Data Type Classes

TXPipe stage input and output files are all represented by a class which defines their type and various other pieces of information.

Some of these classes are generic, like HDFFile or TextFile, and some are more specific, like ShearCatalog.

The available types are described below.

class txpipe.data_types.base.DataFile(path, mode, extra_provenance=None, validate=True, **kwargs)[source]

Bases: object

A class representing a DataFile to be made by pipeline stages and passed on to subsequent ones.

DataFile itself should not be instantiated - instead subclasses should be defined for different file types.

These subclasses are used in the definition of pipeline stages to indicate what kind of file is expected. The “suffix” attribute, which must be defined on subclasses, indicates the file suffix.

The open method, which can optionally be overridden, is used by the machinery of the PipelineStage class to open an input our output named by a tag.

add_provenance(key, value)[source]

Concrete subclasses (for which it is possible) should override this method to save the a new string key/value pair to file

close()[source]
static generate_provenance(extra_provenance=None)[source]

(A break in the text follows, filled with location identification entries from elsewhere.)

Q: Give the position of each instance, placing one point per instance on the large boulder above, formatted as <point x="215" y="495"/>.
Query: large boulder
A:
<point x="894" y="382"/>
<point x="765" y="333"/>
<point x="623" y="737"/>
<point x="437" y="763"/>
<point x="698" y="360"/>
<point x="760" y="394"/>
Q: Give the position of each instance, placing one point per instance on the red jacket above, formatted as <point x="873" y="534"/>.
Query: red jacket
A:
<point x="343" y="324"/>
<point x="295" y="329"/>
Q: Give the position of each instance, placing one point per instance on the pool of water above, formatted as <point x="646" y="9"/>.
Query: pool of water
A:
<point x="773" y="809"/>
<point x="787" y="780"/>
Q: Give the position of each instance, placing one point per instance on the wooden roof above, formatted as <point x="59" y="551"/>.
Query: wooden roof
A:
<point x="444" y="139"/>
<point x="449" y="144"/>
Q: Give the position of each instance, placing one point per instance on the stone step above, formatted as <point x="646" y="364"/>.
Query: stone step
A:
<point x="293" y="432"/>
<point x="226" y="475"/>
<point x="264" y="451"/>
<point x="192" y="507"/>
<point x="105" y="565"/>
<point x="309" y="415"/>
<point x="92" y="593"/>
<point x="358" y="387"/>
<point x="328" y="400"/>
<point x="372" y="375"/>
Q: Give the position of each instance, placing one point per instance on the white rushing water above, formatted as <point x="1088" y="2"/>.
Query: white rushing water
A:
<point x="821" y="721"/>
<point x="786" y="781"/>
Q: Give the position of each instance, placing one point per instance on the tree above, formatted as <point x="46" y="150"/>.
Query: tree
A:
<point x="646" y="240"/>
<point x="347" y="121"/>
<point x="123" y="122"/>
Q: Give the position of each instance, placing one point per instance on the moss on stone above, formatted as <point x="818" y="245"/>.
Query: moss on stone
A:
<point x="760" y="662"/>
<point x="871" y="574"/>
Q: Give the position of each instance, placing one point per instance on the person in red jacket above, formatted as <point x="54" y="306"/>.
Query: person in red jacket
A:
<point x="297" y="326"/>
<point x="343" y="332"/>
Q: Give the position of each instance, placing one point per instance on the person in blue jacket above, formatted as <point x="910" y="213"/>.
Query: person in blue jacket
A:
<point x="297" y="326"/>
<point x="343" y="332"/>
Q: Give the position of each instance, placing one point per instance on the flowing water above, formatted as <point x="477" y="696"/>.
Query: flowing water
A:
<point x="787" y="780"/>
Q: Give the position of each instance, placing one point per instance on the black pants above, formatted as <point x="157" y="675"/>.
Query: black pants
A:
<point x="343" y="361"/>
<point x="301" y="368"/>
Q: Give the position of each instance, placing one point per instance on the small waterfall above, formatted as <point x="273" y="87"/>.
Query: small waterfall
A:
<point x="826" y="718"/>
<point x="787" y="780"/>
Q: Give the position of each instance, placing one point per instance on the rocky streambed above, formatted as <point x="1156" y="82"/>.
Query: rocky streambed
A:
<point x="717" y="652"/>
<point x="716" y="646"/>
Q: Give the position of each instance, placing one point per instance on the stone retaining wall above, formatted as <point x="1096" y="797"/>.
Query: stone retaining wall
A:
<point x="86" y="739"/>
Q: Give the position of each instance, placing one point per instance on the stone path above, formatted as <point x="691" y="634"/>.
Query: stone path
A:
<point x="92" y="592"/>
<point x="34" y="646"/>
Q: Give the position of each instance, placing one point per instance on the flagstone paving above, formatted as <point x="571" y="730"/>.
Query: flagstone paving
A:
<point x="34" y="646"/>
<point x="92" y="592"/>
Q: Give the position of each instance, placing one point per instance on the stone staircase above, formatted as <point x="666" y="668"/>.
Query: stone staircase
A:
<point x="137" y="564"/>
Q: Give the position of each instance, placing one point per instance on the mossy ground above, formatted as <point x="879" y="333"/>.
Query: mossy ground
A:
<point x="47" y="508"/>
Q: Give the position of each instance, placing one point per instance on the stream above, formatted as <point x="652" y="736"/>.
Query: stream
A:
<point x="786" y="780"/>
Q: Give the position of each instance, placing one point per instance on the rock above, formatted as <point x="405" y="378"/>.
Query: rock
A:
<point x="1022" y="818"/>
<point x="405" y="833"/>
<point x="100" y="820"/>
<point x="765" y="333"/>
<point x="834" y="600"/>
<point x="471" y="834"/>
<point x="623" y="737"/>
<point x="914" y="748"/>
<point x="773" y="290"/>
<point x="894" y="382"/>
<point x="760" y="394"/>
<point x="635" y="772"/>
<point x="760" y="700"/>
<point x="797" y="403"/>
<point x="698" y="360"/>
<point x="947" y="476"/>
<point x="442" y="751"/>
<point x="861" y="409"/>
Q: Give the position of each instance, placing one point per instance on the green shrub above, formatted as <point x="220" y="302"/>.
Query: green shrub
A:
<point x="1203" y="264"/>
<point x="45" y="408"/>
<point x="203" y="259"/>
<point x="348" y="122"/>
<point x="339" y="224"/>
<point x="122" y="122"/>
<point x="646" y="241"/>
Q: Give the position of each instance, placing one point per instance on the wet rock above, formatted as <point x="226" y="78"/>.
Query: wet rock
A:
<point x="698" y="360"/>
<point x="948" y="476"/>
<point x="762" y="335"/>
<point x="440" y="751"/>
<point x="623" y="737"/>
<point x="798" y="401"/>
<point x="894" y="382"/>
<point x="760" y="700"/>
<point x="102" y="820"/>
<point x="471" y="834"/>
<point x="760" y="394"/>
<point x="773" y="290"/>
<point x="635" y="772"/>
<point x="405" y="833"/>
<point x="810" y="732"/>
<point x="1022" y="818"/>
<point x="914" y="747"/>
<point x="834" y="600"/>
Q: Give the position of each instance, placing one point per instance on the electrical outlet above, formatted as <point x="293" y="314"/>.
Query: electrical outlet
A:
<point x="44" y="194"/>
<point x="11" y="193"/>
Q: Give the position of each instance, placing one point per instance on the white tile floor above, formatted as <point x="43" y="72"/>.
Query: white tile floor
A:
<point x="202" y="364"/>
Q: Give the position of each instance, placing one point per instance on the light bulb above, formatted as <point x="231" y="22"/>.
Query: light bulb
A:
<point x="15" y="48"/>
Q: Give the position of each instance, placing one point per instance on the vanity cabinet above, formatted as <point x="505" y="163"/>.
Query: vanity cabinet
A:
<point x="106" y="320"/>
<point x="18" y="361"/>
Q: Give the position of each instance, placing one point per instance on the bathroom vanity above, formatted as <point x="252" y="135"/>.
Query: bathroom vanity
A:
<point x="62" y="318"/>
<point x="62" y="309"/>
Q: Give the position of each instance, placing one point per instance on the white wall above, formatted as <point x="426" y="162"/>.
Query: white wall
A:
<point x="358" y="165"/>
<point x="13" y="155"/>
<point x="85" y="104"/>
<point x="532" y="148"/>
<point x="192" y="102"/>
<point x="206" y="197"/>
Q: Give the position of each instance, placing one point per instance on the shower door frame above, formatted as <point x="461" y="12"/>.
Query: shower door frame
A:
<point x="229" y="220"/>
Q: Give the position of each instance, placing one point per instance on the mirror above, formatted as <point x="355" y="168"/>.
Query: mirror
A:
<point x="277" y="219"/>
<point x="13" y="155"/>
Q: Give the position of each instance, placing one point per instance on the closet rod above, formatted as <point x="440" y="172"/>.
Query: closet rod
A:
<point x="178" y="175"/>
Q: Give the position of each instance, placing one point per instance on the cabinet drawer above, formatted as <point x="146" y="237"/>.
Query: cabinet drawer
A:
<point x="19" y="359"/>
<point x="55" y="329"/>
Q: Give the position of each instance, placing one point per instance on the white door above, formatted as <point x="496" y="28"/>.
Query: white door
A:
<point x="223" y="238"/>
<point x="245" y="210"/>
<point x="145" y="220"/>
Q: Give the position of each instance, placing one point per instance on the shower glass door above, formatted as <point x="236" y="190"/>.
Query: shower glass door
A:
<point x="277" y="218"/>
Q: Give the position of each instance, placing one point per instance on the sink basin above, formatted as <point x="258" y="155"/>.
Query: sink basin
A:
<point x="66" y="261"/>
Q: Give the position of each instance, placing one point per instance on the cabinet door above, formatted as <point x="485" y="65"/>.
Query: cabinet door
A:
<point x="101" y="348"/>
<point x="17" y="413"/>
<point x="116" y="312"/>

Generate provenance information - a dictionary of useful information about the origina

classmethod make_name(tag)[source]
classmethod open(path, mode)[source]

Open a data file. The base implementation of this function just opens and returns a standard python file object.

Subclasses can override to either open files using different openers (like fitsio.FITS), or, for more specific data types, return an instance of the class itself to use as an intermediary for the file.

read_provenance()[source]

Concrete subclasses for which it is possible should override this method and read the provenance information from the file.

Other classes will return this dictionary of UNKNOWNs

suffix = None
supports_parallel_write = False
validate()[source]

Concrete subclasses should override this method to check that all expected columns are present.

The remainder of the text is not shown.